To the extent that an asset for share transaction is implemented in terms of section 42 of the Act, the consequences are that:

  • the seller is deemed to have disposed of the asset at original base cost;
  • the purchaser company is deemed to have acquired the asset at original base cost; and
  • the seller is deemed to have acquired the relevant shares issued by the purchaser company at base cost.

The deemed acquisition at base cost and the issue of shares at base cost does not necessarily apply to the extent that a debt is created pursuant to the transfer of an asset.

In terms of section 45 of the Act, an intra-group transaction can be entered into pursuant to which an asset is transferred to another group company in return for the issue of debt. Such debt would then not be subject to tax in the hands of the seller. The argument is thus that, if one reads section 45 of the Act together with section 40CA, one can transfer an asset without paying tax whereas the purchaser company is deemed to have acquired the asset for an amount equal to the debt.

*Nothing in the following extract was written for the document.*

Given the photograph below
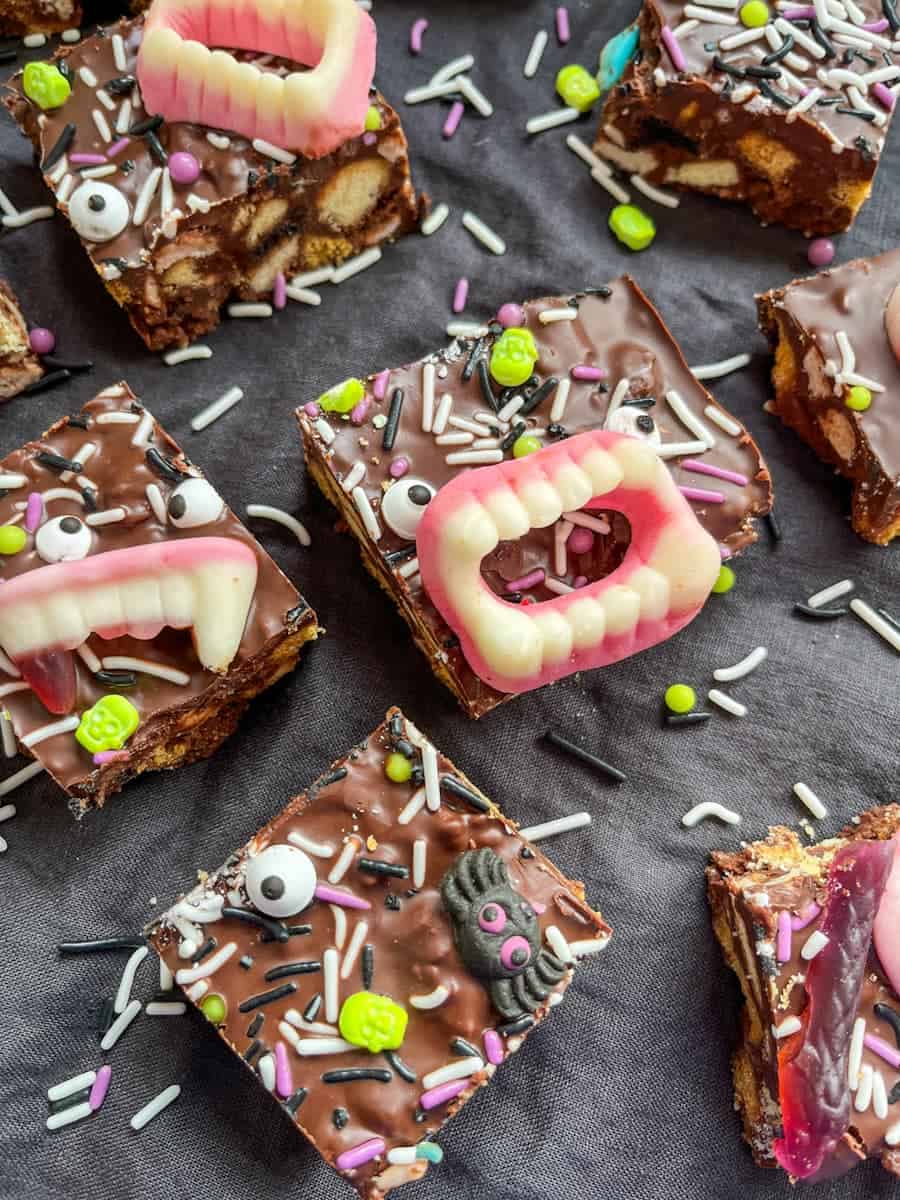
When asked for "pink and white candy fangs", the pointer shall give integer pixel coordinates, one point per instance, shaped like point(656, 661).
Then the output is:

Transactions could thus have been entered into on the basis that:

  • the seller of the asset transfers the asset to a new company (Newco) in return for the issue of debt by the purchaser company. In other words, the asset is then transferred to Newco at a cost equal to the debt that is created. The shares in Newco can thereafter be disposed of at market value without triggering the deemed market value provisions as one is disposing of the share in Newco as opposed to the asset that has been acquired by Newco.

The Minister has thus proposed that relevant amendments to the legislation be introduced to address these concerns.